The way I read it is that this law only applies to Public Utilities. Any other operator can decide on their own if they want shared use. (And unfortunately, it also implies ICE'ing regulation only applies to Public Utilities' spaces.)
The way I read it is that this law only applies to Public Utilities. Any other operator can decide on their own if they want shared use. (And unfortunately, it also implies ICE'ing regulation only applies to Public Utilities' spaces.)
I think the "Public Utilities" part just has to do with this being an oddball place for this law. That it was put here to make clear that this overall law does NOT apply to charging stalls, that they are NOT a public utility (a carve out from 366.02 Definitions) for following all the other regulations in Chapter 366. So anyone setting up a charger for public use (both explicitly paid or not?) doesn't have to go through all the regulations that someone selling power normally does have to. Note that not all states do that, which is why IIRC you have a mix of Tesla SCs that charge by the minute and others by the kWh.
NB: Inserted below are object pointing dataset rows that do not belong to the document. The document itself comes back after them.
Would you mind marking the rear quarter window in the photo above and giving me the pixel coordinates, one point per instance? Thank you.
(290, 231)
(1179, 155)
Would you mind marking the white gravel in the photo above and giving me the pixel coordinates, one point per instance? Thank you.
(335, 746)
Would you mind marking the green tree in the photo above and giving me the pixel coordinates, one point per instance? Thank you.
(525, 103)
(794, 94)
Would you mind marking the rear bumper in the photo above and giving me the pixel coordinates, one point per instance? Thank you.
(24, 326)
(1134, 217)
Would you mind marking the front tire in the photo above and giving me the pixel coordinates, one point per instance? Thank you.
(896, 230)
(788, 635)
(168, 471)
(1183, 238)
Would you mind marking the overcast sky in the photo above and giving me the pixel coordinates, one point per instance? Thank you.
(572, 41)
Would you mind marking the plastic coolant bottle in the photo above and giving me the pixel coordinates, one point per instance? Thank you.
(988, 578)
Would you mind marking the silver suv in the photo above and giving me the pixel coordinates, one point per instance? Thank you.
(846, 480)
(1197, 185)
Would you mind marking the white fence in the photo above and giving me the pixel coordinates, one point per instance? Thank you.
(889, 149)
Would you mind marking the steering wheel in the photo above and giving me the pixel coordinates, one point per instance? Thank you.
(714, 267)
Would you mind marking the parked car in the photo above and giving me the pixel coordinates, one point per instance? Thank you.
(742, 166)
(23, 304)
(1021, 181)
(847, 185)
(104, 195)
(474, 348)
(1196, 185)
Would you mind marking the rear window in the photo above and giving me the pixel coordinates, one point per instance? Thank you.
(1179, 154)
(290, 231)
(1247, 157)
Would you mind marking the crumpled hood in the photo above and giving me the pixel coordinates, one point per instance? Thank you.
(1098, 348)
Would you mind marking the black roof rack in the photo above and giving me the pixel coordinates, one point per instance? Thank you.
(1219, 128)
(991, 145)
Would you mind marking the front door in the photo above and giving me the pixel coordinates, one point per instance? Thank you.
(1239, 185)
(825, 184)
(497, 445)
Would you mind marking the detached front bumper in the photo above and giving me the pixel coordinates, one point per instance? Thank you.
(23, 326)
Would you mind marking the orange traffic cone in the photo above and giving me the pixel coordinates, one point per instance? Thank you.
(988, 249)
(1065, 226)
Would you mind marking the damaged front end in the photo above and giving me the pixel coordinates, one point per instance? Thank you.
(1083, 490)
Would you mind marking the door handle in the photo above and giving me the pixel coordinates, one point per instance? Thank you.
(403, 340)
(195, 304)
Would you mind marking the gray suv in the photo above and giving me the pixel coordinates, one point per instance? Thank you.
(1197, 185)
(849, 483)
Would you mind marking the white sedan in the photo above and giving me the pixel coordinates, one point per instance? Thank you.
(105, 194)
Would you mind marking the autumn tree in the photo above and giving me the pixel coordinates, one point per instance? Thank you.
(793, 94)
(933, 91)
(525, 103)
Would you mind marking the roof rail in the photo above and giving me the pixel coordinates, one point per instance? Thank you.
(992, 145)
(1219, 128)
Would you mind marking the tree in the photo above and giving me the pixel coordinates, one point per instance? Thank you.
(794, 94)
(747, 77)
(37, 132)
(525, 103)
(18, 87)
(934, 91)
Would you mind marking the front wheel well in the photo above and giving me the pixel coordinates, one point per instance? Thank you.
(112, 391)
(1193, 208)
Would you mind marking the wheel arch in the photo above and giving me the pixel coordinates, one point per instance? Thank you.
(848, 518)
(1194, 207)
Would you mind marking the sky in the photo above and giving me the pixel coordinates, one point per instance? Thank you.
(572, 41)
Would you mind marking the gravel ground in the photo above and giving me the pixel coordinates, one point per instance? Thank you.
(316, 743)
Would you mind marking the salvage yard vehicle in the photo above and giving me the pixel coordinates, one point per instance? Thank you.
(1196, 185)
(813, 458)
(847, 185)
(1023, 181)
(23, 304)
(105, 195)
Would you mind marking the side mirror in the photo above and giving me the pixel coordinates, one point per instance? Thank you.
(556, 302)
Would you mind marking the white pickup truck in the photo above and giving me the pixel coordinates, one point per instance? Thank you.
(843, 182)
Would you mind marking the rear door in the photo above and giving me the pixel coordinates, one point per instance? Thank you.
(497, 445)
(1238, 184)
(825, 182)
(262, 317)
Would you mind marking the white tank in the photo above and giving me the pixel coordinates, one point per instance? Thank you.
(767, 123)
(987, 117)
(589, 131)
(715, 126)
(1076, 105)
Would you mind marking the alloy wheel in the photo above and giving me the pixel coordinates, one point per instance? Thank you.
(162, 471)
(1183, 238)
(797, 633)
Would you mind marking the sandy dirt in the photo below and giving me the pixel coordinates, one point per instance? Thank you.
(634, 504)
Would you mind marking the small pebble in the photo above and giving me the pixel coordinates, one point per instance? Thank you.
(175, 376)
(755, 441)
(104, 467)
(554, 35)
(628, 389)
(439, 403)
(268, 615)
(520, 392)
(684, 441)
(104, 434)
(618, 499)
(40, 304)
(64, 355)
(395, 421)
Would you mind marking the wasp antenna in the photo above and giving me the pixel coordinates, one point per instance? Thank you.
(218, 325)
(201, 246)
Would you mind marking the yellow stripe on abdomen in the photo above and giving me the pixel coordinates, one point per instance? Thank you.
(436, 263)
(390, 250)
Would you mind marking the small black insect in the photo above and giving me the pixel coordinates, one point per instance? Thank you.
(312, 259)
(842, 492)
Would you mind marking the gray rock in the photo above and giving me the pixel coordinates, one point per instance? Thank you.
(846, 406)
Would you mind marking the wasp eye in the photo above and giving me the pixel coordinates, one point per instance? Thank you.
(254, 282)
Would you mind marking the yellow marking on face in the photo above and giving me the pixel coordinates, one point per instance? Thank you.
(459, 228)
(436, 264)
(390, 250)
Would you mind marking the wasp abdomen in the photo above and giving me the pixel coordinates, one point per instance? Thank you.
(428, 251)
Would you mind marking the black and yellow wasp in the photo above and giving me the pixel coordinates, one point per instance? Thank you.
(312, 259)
Then they added a "hey here's also this other two laws about them" spinning some of the regulatory administration to Dept of Ag and Consumer Services and then the other work to police to write tickets and such under Title XXIII Motor Vehicles . So basically if the private operator sets signage as EV charging and nothing contradicting that the person parking their non-EV could follow (like staying only 30 minutes in a 'General Parking for 30 minutes only' sign you see at some SC stalls, for example) police are allowed to enforce.
You'll need a real attorney, preferably with FL background, to tease out exactly what that means in 316 & 318.